Many people, many companies, and entire professions consider project and product management as parallel beasts. The tools and tricks of one do not filter over into the other. Here’s some evidence from a recent job posting I saw on the interwebs:
We’re not hiring project managers; you’ll be given substantial feature ownership on products that sit at the intersection of big data and computer vision.
and here’s the ad for a project manager:
If you’re a hyper organized go-getter with an uncanny ability ‘talk tech’ with non-technical folks, we’re looking for you
The implication being that a product management role is strategic and the project management role is tactical. While that may be true in some scenarios — I can’t tell you about a single project that’s been successfully completed without significant strategic thought. Nor have I met a product pipeline that’s been wholly dependent on the “intersection of big data and computer vision.”

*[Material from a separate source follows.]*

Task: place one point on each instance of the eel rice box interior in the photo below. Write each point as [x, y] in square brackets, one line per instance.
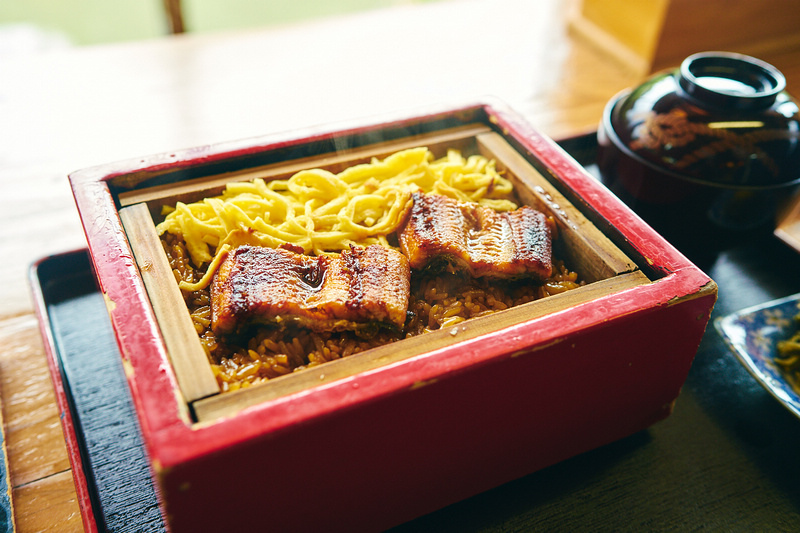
[380, 437]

Based on my own experience of sitting in both seats — it seems as if we’re limiting ourselves by considering these two “positions” as distinct entities. This is not to say that if you’re a great project manager you’ll be a great product manager (and vice versa), but at the end of the day it’s all about the customer.
Data can only tell you so much. It doesn’t really matter that you’ve got all the analytics in the world if your product is shit. Nor does it matter if the project is completed with a dissatisfied client. In both cases — the mistake that was made had to do with people. If your product is shit then it’s likely that you/the primary stakeholder ignored protestations to the contrary or didn’t even hear them. There’s always someone who’s voiced the correct viewpoint — even if it’s not popular. And if you delivered a shitty project deliverable then the same answer applies. Again — it’s all about the people. After 6 years of working with different project and product managers the thing that separates the good from the terrible is communication skills. Can you communicate your vision, strategic plan, or project roadmap without great communication skills? Not just verbal — but are you able to project an aura of confidence (or read a corresponding lack in someone else)? Are you able to read the subtle cues that exist all around you?
So many project and product managers get lost in the weeds or deem this kind of thing unimportant. And it’s this kind of thinking that separates the good from the great. So if you’re looking for a way to improve your skills I quote the great Atticus Finch —
You never really understand a person until you consider things from his point of view… Until you climb into his skin and walk around in it.
Before you quote the latest statistics or blindly follow a plan consider if the action you’re about to take will ultimately benefit your customer. If not — then you’d better find a different way. Again bringing us full circle that the differences between product and project management are minimal — and that true success in either profession is pretty standard.